The Security Flaw in guide with interview and salary negotiation: Lessons Learned

The Security Flaw in the Interview & Salary Negotiation Guide: Lessons Learned

In early 2024, a popular career resource platform CareerCompass faced a major security incident when a critical flaw in its flagship "Mastering Interviews & Salary Negotiation" guide exposed sensitive data for over 10,000 users and 200+ partner employers. The guide, downloaded more than 150,000 times since its 2022 launch, promised to help job seekers ace interviews and secure fair pay—but a misconfigured cloud storage bucket left hidden datasets accessible to anyone with the right URL.

What Went Wrong?

The guide’s public-facing website hosted a download link to a PDF version of the resource, but the underlying AWS S3 bucket storing draft files, user survey data, and partner-provided salary bands was set to public read access by mistake during a 2023 infrastructure update. Security researcher Alex Chen discovered the flaw while testing a tool to scan for exposed cloud storage, finding a CSV file named salary_bands_2024.csv that listed internal pay ranges for roles at partner companies, alongside a user_signups.csv with emails, LinkedIn profiles, and self-reported salary expectations of guide downloaders.

Interview with the Researcher Who Found the Flaw

We sat down with Alex Chen, the independent security researcher who reported the flaw to CareerCompass in January 2024:

"I was running a routine scan of public S3 buckets for a client when I stumbled on a bucket named 'careercompass-guide-drafts'. It took less than 10 minutes to find the exposed CSV files—there was no authentication, no access logging, nothing. The salary data was especially concerning because it included non-public pay bands for entry-level to executive roles, which could be used to exploit candidates during negotiations or enable pay discrimination."

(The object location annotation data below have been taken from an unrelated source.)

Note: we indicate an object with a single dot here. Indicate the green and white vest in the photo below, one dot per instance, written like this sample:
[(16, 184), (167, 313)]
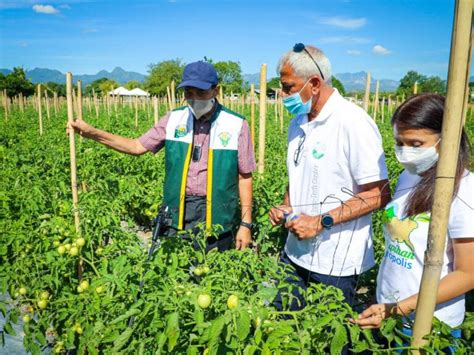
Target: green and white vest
[(222, 167)]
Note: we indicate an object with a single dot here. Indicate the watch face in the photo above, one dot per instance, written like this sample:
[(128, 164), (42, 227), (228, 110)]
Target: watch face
[(327, 221)]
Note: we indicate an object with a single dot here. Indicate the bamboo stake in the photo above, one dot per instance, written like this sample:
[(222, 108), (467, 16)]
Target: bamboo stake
[(376, 99), (173, 94), (55, 103), (281, 112), (367, 93), (221, 95), (261, 127), (5, 103), (382, 109), (136, 111), (252, 113), (72, 152), (46, 99), (454, 111), (168, 96), (40, 116), (155, 109)]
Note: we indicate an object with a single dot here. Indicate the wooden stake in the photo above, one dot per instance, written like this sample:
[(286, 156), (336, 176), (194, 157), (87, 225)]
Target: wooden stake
[(40, 116), (367, 93), (173, 94), (5, 104), (46, 99), (376, 99), (72, 152), (155, 109), (261, 127), (252, 113), (454, 112)]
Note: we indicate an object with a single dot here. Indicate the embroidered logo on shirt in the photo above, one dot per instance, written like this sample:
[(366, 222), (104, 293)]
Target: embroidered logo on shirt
[(317, 151), (225, 138), (180, 131)]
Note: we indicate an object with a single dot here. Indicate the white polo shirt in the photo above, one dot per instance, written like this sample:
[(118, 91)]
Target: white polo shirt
[(342, 148), (406, 239)]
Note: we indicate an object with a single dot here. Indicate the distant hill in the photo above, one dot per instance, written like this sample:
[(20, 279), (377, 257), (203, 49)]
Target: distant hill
[(43, 75)]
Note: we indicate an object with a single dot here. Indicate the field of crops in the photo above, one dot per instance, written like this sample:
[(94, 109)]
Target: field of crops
[(192, 302)]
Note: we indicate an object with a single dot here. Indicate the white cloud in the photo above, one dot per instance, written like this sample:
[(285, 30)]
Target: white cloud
[(343, 22), (378, 49), (353, 52), (45, 9), (343, 39)]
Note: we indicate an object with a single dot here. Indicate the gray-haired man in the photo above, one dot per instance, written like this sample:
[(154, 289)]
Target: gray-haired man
[(337, 176)]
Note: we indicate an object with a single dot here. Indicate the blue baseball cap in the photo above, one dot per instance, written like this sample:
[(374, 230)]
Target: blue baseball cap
[(200, 75)]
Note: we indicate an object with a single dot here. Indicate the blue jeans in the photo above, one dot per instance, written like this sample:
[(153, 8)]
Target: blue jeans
[(302, 277)]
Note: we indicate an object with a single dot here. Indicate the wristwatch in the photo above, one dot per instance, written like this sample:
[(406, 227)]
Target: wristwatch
[(247, 225), (327, 221)]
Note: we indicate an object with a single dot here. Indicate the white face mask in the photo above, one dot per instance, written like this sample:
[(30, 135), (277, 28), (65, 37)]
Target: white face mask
[(200, 107), (417, 160)]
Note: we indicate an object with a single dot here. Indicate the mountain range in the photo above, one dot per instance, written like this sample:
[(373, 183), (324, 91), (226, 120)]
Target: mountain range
[(43, 75), (351, 81)]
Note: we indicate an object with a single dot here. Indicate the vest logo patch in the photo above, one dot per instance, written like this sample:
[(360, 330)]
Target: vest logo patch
[(225, 138), (180, 131)]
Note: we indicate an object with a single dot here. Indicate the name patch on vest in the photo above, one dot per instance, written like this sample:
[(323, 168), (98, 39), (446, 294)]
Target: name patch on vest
[(180, 131), (225, 138)]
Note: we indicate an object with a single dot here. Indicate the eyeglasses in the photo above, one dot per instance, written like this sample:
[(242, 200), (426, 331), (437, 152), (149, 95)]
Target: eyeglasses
[(300, 47), (299, 150)]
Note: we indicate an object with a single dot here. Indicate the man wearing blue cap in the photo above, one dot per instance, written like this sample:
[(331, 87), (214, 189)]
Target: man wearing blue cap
[(209, 159)]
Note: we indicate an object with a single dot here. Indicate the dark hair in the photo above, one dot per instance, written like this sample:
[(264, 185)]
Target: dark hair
[(426, 111)]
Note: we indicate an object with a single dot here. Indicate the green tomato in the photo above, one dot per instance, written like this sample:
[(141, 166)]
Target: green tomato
[(42, 304), (80, 242), (204, 301), (232, 301)]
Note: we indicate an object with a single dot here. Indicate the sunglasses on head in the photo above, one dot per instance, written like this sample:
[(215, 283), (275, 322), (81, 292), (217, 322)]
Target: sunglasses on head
[(300, 47)]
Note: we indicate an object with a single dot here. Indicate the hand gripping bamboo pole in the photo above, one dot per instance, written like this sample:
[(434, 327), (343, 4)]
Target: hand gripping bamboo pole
[(454, 111), (261, 127), (72, 152), (367, 93), (40, 115)]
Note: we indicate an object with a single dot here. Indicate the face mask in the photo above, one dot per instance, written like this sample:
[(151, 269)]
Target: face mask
[(417, 160), (294, 104), (200, 107)]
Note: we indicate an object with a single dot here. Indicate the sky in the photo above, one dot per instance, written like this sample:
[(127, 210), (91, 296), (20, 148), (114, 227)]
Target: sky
[(387, 38)]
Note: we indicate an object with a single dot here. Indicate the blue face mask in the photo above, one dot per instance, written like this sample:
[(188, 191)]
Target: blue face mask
[(294, 104)]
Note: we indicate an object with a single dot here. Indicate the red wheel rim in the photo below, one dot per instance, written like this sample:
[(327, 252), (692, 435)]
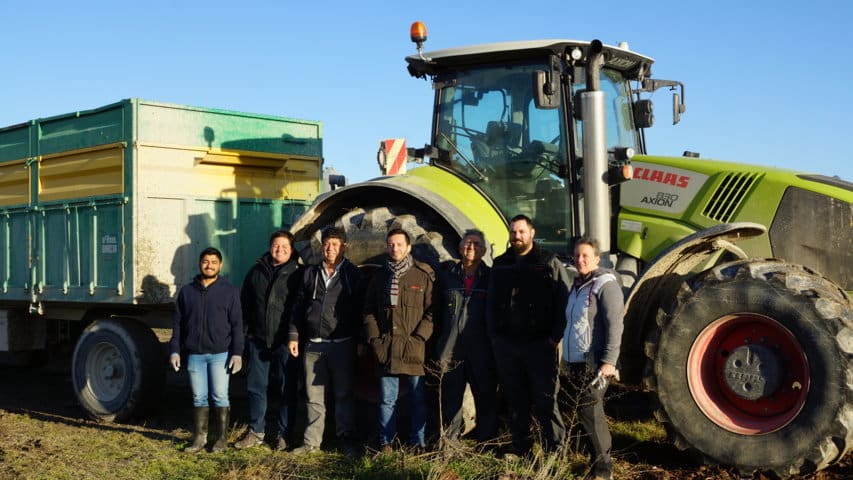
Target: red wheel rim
[(711, 392)]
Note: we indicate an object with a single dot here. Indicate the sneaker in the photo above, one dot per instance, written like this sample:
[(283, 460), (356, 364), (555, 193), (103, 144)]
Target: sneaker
[(305, 450), (250, 439), (280, 443)]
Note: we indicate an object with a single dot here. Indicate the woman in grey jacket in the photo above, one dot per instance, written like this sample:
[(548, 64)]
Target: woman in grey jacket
[(591, 348)]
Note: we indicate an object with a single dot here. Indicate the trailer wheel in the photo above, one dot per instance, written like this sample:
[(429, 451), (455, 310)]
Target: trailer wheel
[(117, 369), (752, 368)]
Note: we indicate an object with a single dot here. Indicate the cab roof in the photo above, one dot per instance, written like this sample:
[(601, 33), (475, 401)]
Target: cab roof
[(632, 64)]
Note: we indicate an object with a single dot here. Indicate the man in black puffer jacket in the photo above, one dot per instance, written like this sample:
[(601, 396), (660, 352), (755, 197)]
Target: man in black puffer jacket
[(265, 311), (326, 320), (525, 316)]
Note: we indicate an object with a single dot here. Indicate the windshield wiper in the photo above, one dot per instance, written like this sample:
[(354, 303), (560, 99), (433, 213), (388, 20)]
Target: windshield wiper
[(463, 157)]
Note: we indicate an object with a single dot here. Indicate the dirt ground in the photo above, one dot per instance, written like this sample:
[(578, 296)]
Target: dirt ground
[(45, 394)]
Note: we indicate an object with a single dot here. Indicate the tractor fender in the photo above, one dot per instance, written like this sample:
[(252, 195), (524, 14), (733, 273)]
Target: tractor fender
[(447, 204), (660, 280)]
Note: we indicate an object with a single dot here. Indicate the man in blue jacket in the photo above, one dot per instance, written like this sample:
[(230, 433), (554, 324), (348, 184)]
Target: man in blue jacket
[(208, 327)]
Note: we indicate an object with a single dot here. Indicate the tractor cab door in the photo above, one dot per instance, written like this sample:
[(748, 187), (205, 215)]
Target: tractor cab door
[(489, 131)]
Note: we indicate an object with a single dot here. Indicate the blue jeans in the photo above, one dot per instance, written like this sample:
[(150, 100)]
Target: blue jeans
[(208, 373), (266, 370), (389, 388)]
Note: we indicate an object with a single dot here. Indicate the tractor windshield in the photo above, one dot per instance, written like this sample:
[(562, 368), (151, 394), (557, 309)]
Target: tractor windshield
[(489, 131)]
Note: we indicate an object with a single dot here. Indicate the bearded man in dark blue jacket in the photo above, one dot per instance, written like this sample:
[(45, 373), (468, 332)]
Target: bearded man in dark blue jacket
[(208, 327)]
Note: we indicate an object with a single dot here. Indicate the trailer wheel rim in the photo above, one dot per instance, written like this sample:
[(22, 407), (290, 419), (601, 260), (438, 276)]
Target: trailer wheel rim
[(105, 369), (710, 382)]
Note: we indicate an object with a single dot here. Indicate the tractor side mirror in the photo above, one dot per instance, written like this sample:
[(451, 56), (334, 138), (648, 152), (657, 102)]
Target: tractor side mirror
[(546, 89), (678, 108), (644, 116)]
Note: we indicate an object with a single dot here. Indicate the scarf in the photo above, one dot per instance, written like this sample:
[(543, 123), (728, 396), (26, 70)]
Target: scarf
[(397, 270)]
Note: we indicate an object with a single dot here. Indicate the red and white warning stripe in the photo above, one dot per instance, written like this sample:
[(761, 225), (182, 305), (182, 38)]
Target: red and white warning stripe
[(392, 156)]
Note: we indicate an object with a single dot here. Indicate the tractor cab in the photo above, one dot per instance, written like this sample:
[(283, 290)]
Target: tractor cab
[(507, 120)]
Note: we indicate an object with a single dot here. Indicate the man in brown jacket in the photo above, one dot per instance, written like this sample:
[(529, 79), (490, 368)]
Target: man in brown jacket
[(398, 322)]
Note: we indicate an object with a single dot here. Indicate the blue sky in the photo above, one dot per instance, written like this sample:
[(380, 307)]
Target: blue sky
[(766, 82)]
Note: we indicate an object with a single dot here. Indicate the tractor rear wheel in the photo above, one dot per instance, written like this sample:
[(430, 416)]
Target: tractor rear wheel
[(752, 368)]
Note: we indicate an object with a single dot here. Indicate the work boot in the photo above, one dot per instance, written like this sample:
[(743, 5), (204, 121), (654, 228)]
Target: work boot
[(220, 414), (200, 416), (306, 449), (250, 439), (280, 443)]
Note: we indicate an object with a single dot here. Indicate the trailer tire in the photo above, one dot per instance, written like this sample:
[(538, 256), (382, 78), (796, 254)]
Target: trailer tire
[(118, 369), (799, 327)]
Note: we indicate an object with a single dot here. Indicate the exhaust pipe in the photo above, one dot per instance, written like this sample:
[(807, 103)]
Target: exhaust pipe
[(596, 188)]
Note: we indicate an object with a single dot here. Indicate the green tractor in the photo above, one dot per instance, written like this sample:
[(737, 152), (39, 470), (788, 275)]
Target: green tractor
[(748, 355)]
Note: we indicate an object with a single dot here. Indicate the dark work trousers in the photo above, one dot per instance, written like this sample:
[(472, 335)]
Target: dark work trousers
[(329, 364), (478, 370), (268, 370), (588, 402), (528, 374)]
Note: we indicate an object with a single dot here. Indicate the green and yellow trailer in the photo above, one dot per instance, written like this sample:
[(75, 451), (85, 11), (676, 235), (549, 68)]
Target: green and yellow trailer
[(103, 213)]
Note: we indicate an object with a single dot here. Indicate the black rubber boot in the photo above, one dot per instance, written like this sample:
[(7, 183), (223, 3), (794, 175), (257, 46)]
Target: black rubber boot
[(200, 417), (221, 414)]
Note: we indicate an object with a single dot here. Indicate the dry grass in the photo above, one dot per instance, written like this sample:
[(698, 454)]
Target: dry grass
[(44, 435)]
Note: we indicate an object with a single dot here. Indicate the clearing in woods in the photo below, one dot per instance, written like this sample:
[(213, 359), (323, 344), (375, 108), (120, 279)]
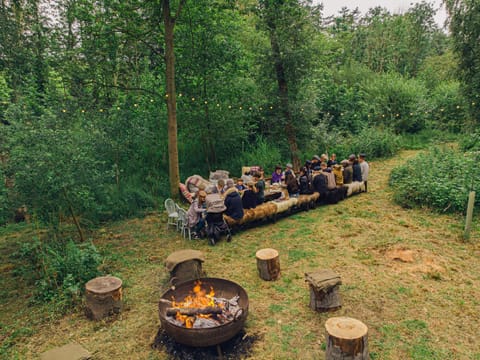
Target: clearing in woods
[(406, 274)]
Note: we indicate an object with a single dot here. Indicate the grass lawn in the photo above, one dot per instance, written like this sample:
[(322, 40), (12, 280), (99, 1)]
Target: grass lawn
[(406, 274)]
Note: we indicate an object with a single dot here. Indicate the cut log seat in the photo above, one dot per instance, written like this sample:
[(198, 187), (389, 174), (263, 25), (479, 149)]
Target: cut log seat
[(285, 205), (355, 187), (306, 200)]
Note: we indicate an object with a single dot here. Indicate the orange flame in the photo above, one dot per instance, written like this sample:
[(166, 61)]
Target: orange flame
[(198, 299)]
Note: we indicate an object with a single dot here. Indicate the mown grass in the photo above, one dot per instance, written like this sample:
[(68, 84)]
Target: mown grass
[(423, 309)]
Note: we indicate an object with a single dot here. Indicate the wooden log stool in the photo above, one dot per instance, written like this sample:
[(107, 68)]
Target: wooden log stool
[(346, 338), (103, 297), (324, 290), (185, 265), (268, 264)]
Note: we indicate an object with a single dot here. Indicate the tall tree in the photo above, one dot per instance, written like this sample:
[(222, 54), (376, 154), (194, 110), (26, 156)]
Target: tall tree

— Alex Chen, Security Researcher

Chen reported the flaw via CareerCompass’s generic support email, waiting 14 days for a response before publicly disclosing the issue to pressure a fix. The bucket was secured within 48 hours of public disclosure, but CareerCompass later admitted that unknown third parties had accessed the data 3 times in the 6 months prior to Chen’s report.

Impact on Interview and Salary Negotiation Processes

The exposed salary bands were particularly damaging for partner employers, many of whom had shared the data under non-disclosure agreements expecting it to be used only for guide content. For job seekers, the leaked email list raised risks of phishing attacks, while the self-reported salary expectations could be used to lowball candidates during negotiations if accessed by bad actors.

"We had candidates reach out saying they were offered salaries below the exposed internal bands for their roles, because recruiters had accessed the leaked data and used it to anchor negotiations lower," said Priya Patel, Chief People Officer at a tech partner of CareerCompass. "It undermined years of work to build fair pay practices."

Key Lessons Learned

The incident offers critical takeaways for any organization publishing career resources, hosting user data, or handling sensitive salary information:

1. Secure cloud storage by default: Always set S3 buckets and other cloud storage to private by default, and implement automated scans to detect public access misconfigurations. CareerCompass now uses AWS Macie to monitor for exposed sensitive data.
2. Audit third-party content for hidden data: The exposed CSV files were remnants of draft guide content that were never meant to be public. Regular content audits can catch leftover files, hidden metadata, or embedded sensitive data in public resources.
3. Implement a vulnerability disclosure program (VDP): CareerCompass had no clear way for security researchers to report flaws, leading to delayed remediation. A VDP with a dedicated security contact and safe harbor policy ensures flaws are reported privately first.
4. Notify affected parties promptly: CareerCompass waited 21 days after fixing the flaw to notify users and partners, violating GDPR and CCPA requirements. Prompt notification reduces harm and maintains trust.
5. Separate public guide content from internal data: Salary bands and user data should never be stored in the same infrastructure as public-facing guide downloads. Use air-gapped systems or strict access controls to keep sensitive data separate.

Moving Forward

CareerCompass has since relaunched the guide with all sensitive data removed, and now publishes only anonymized, aggregated salary data. For job seekers, the incident is a reminder to verify the security of any resource that collects personal data, and to never share sensitive salary information with untrusted third parties. For employers, it highlights the risks of sharing internal pay data with external partners without strict security safeguards.

As Chen notes: "Security flaws in career resources don’t just put data at risk—they can directly impact people’s livelihoods by skewing interview and salary negotiation outcomes. It’s a responsibility for all of us to get this right."